Dünyanın dört bir tarafında hatta kendince istikrarlı bir düzen yakaladığını düşünen Avrupa’da bile birçok jeopolitik krizin patlak verdiğine dikkati çeken Altun, şunları kaydetti: “Ukrayna’dan Libya’ya, Suriye’den Afganistan’a birçok coğrafyada tüketici istikrarsızlıklar yaşanıyor. İç savaşlar, vekalet savaşları ülkelerin kaynaklarını geri dönülmez biçimde harap edebilir. Maalesef birçok komşu ve dost ülke bu anlamda büyük çöküntüler yaşadı. Hepimizin uyanık olması ve birlik halinde hareket etmesi gereken bir döneme girdik. Her ülkenin gerçek dostlara sahip olması gerek. Türkiye ve Özbekistan işte böylesi bir dönemde birbirlerine güven verecek iki ülkedir. Orta Asya’da istikrarın sembolü gibi parlayan Özbekistan, Türkiye için güvenilir bir dost ve kardeş ülkedir. Özbekistan’ın siyasi istikrarını, egemenlik ve güvenliğini Türkiye’ninki kadar aziz saydığımızı belirtmek isterim. Böylesi bir belirsizlik dönemlerinde dost sahibi olmanın kıymetini çok iyi biliyoruz ve Özbek kardeşlerimizle dostluğumuzu hep sıcak tutmak istiyoruz”

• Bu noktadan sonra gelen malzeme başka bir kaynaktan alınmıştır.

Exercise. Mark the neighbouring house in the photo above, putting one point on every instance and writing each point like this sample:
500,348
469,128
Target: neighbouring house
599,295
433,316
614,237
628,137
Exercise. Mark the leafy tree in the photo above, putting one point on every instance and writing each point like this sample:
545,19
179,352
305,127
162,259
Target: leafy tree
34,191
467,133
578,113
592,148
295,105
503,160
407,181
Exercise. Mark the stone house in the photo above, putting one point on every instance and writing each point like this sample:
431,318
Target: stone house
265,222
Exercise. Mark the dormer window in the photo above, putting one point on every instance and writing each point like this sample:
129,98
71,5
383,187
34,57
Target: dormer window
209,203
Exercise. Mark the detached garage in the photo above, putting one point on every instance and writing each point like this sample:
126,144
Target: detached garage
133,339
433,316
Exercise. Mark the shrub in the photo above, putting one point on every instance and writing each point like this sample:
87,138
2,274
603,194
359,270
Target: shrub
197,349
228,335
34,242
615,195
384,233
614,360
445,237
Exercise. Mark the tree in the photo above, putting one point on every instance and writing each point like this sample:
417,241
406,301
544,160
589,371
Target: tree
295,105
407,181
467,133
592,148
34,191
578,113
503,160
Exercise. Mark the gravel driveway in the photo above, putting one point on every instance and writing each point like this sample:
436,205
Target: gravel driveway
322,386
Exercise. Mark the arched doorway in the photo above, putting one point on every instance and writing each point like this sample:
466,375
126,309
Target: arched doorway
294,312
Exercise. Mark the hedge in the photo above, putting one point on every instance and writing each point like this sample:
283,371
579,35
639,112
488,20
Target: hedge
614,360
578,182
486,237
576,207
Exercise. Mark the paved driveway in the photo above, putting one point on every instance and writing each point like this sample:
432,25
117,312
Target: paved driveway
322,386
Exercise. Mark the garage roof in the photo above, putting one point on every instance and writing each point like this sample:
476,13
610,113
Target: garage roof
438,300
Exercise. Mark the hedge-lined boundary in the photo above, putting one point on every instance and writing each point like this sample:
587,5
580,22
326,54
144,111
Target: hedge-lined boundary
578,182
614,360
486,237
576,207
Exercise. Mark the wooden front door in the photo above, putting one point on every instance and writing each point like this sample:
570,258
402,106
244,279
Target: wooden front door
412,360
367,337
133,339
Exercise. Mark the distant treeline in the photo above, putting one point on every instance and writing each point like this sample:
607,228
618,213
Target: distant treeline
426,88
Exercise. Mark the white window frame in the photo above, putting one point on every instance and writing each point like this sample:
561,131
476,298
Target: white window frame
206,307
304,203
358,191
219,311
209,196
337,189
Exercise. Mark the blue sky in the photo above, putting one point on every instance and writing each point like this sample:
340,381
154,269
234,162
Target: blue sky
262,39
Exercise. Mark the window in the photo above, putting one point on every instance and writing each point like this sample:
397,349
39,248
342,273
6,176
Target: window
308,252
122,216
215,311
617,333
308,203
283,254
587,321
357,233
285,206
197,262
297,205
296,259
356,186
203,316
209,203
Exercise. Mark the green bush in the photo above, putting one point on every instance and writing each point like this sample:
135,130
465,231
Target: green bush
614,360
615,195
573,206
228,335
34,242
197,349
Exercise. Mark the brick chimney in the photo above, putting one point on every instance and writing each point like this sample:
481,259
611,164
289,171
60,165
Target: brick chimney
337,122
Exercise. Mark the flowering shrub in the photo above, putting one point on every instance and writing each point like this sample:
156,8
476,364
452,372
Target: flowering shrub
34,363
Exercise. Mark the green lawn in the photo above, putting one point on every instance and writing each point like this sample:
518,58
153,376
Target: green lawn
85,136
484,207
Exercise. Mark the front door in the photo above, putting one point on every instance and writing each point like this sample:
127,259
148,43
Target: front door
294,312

İki ülkenin Cumhurbaşkanları nezdinde hem siyasi hem de ekonomik işbirliği zeminleri inşa edildiğini aktaran Altun, bu kapsamda özellikle 2017 yılından bu yana oldukça iyi bir mesafe kaydedildiğini belirtti.
"Ülkelerimiz arasındaki dostluğun kültürel ilişkiler yoluyla güçlendirilebileceğini düşünüyorum"

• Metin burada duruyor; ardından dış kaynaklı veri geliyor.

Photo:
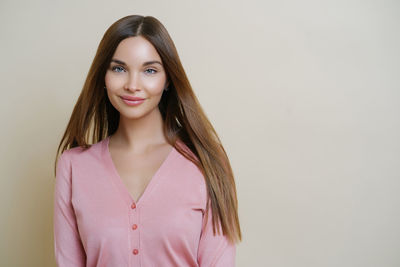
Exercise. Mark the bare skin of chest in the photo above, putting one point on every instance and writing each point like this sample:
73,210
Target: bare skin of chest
136,170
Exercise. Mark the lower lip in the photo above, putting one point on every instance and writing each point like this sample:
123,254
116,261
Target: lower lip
133,102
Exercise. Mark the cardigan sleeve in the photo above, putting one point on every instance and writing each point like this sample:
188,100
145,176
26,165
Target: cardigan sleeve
68,247
215,251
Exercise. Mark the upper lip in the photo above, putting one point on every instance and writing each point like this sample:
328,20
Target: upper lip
132,97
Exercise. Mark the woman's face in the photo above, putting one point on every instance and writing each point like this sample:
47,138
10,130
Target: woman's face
135,70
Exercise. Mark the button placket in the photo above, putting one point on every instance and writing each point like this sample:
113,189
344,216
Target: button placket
134,234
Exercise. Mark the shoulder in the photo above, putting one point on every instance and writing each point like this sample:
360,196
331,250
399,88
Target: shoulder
81,154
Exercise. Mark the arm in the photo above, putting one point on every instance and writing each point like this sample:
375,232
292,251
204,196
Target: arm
67,244
214,251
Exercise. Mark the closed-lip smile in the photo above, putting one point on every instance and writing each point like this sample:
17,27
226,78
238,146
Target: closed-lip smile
132,98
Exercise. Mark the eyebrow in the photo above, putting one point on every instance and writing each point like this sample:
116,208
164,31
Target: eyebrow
144,64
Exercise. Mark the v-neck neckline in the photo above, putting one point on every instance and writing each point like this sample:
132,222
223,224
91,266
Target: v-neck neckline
126,195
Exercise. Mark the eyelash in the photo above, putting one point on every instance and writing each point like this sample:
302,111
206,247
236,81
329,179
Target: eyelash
114,69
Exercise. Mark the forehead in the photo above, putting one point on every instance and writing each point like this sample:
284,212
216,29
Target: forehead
135,50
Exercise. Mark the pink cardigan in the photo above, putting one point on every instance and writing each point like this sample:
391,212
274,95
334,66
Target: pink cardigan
97,223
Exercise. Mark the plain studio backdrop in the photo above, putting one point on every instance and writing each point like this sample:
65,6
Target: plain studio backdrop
305,96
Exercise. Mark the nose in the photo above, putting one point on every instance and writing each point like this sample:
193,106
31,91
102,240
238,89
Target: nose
133,82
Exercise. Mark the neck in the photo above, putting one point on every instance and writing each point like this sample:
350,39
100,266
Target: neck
138,135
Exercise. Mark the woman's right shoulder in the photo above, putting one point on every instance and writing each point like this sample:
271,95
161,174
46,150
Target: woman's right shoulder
76,152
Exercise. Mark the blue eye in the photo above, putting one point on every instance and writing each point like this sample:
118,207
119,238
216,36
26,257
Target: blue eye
154,71
117,68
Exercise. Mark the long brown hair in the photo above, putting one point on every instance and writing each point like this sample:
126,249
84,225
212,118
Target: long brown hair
94,117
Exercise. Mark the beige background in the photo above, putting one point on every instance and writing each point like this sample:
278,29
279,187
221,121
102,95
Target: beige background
304,95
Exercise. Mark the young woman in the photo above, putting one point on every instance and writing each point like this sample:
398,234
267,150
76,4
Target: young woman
155,187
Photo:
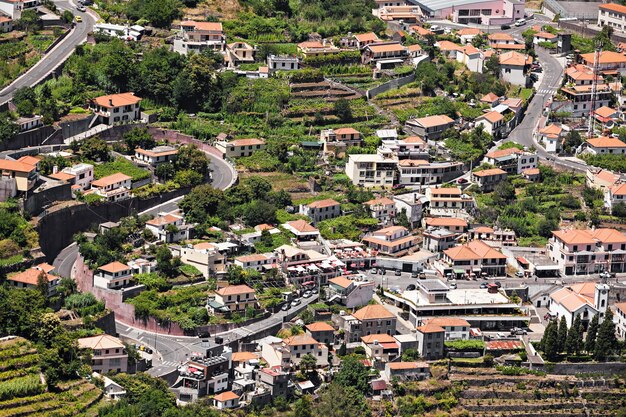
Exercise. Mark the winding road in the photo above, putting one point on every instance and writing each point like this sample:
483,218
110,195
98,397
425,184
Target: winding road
55,57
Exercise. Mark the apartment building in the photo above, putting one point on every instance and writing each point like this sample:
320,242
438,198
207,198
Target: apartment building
240,147
612,15
206,257
259,261
321,210
337,141
113,276
24,175
473,259
196,37
350,293
582,299
430,127
108,353
157,155
512,160
371,319
288,353
372,170
588,251
116,108
237,297
412,172
169,227
382,209
393,241
605,145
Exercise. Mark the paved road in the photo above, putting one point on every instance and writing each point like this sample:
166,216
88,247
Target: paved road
172,350
56,56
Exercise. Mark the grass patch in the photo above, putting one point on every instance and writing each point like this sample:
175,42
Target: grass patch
120,165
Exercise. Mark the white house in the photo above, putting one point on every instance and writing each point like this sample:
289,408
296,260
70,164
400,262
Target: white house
514,67
113,276
585,299
117,108
321,210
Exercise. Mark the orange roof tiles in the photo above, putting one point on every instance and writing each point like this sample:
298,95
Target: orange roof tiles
31,276
110,180
489,172
492,117
329,202
247,142
514,58
235,290
606,142
499,153
320,326
373,312
430,328
341,281
432,121
301,339
114,267
606,57
117,100
10,165
448,322
618,8
445,222
226,396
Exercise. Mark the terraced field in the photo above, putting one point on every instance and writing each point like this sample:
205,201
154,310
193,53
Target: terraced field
22,392
487,393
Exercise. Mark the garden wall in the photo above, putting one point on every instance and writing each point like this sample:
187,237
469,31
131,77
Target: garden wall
57,228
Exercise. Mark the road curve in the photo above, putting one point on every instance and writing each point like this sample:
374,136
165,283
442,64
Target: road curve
51,61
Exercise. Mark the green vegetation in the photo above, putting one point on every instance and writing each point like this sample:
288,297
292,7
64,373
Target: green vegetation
122,165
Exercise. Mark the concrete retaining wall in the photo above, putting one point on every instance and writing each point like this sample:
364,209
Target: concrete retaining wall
57,228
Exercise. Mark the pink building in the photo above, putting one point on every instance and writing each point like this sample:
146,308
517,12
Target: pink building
496,12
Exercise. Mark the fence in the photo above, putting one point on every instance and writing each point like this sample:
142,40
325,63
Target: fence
395,83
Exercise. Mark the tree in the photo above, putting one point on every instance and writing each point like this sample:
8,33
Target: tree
549,342
353,374
95,149
402,219
342,401
572,141
592,332
343,110
606,342
493,66
138,137
201,202
308,362
259,212
574,337
562,335
303,407
165,172
29,20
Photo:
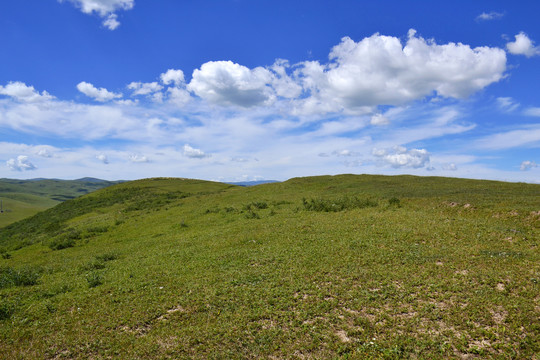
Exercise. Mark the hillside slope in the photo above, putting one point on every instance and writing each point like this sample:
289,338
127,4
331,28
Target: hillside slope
23,198
322,267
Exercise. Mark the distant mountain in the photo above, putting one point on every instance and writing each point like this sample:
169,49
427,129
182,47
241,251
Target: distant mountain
252,183
23,198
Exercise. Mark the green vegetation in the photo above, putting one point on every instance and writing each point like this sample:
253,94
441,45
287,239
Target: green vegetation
24,198
351,267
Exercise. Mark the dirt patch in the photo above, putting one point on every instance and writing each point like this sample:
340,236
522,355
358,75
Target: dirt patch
342,335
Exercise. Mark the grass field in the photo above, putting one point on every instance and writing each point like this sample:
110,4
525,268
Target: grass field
23,198
351,267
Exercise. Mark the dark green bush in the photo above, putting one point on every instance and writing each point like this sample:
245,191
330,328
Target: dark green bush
335,205
25,276
94,279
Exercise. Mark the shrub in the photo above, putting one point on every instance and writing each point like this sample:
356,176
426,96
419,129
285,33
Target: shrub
94,279
259,205
61,243
25,276
335,205
6,310
394,202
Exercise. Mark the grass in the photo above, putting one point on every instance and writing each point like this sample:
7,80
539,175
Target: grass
24,198
408,267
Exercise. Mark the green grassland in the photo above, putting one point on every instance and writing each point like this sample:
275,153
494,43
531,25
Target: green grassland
350,267
23,198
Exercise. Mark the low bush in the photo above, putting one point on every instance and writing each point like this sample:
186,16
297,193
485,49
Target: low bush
25,276
335,205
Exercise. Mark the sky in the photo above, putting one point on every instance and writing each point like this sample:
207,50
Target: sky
244,90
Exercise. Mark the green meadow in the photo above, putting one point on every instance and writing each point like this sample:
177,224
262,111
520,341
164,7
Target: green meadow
329,267
23,198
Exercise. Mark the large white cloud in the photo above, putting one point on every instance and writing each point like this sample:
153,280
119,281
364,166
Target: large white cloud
523,46
20,163
100,94
194,153
228,83
379,70
401,157
24,93
105,9
174,76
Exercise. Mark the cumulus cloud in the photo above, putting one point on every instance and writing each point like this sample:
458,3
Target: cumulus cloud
228,83
401,157
103,158
449,167
138,158
523,46
194,153
527,165
140,88
23,93
173,76
21,163
532,111
283,84
493,15
379,120
379,70
106,9
101,94
507,104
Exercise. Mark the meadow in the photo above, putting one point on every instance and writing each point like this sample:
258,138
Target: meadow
328,267
23,198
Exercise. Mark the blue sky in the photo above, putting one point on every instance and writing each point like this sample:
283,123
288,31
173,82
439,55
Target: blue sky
234,90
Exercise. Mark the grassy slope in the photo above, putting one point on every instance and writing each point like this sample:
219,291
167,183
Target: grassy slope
172,268
24,198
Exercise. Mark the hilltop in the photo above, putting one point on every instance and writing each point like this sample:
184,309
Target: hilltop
23,198
348,266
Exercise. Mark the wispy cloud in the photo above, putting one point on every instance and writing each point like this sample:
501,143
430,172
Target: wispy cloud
106,9
492,15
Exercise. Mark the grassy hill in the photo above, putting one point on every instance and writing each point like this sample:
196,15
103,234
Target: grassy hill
23,198
350,267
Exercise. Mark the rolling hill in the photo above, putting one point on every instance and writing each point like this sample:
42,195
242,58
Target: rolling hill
348,266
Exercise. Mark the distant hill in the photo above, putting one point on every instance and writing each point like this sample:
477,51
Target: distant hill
23,198
252,183
326,267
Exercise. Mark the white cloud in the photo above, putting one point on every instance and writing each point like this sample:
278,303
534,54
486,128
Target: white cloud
401,157
138,158
379,70
507,104
111,22
532,111
227,83
379,120
493,15
106,9
194,153
527,165
173,76
100,94
23,93
103,158
282,83
140,88
511,139
449,167
20,163
45,152
523,46
178,96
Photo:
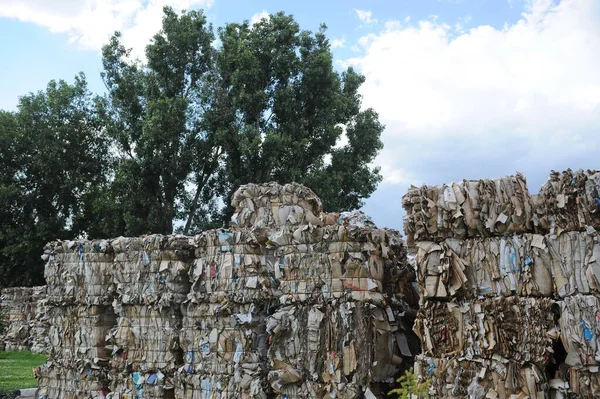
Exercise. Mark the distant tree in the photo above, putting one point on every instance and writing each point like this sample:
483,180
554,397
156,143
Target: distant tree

Altun, iki ülke arasındaki siyasi ve ekonomik ilişkilerin, dostluk ilişkisini tarif etmek için yeterli olmadığına işaret ederek, şu değerlendirmelerde bulundu: “Bunu ancak ortak bir kültürel zemine oturtabildiğimiz müddetçe geleceğe daha umutla bakabileceğimizi, ülkelerimiz arasındaki dostluğun kültürel ilişkiler yoluyla güçlendirilebileceğini düşünüyorum. Bunun için de gerekli olan en büyük imkana sahibiz. Ortak bir dil ailesinin renkleriyiz. Tarihin çeşitli dönemlerinde siyasi ve ekonomik ilişkilerimiz farklı haller almış olabilir ancak ortak kültürel sermayemiz sapasağlam bir yerde durmaktadır ve Özbekistan ile Türkiye’yi birbirine bağlamaya devam etmektedir. Uluğ Bey’den Ali Kuşçu’ya, ondan da Fatih Sultan Mehmet ve Sahn-ı Seman Medresesi’ne uzanan bilimsel ve kültürel yolculuğunu kim inkar edebilir? İmam Buhari, Tirmizi, Harezmi, Biruni, İbni Sina ve Ömer Hayyam gibi yıldızlarla bezenmiş kültür ve medeniyet havzasının üzerinde oturduğumuzu kim görmezden gelebilir? Bugün Özbekistan ile Türkiye arasındaki ilişkiler siyasi ve stratejik açıdan ne anlam ifade ederse etsin öylesine bir sağlam kültür zemininde oturmaktadır ki toplumsal kardeşlik duyguları her zaman dostane ilişkileri ateşleyecek nitelikte olacaktır. Şimdi Türkiye ile Özbekistan arasındaki sağlam zemin üzerine daha rafine ve daha güçlü bir ilişki inşa etmeyi amaçlıyoruz.”
“İki ülkenin sesi aracısız bir biçimde duyulmalı”
Bunun için de iki ülke arasında doğrudan iletişim ve etkileşimin kapılarını ardına kadar açmak gerektiğini ifade eden Altun, “Özbekistan’ın sesi Türkiye’den, Türkiye’nin sesi de Özbekistan’dan aracısız bir biçimde duyulmalı. Diyaloğumuz devletten devlete ilişkinin ötesinde toplumdan topluma bir ilişki biçimine oturtulmalıdır” dedi.
Altun, güçlü dostluk bağlarının her iki ülkenin de karşılaşacağı jeopolitik ve jeoekonomik meydan okumaları aşmasında önemli bir kültürel sermaye olacağını vurgulayarak, “Belirsizliklerin ve risklerin daha çok arttığı bir dönemde Özbek kardeşlerimizle beraber yürümek Türk milleti ve devleti için büyük bir ayrıcalık olacaktır” görüşüne yer verdi.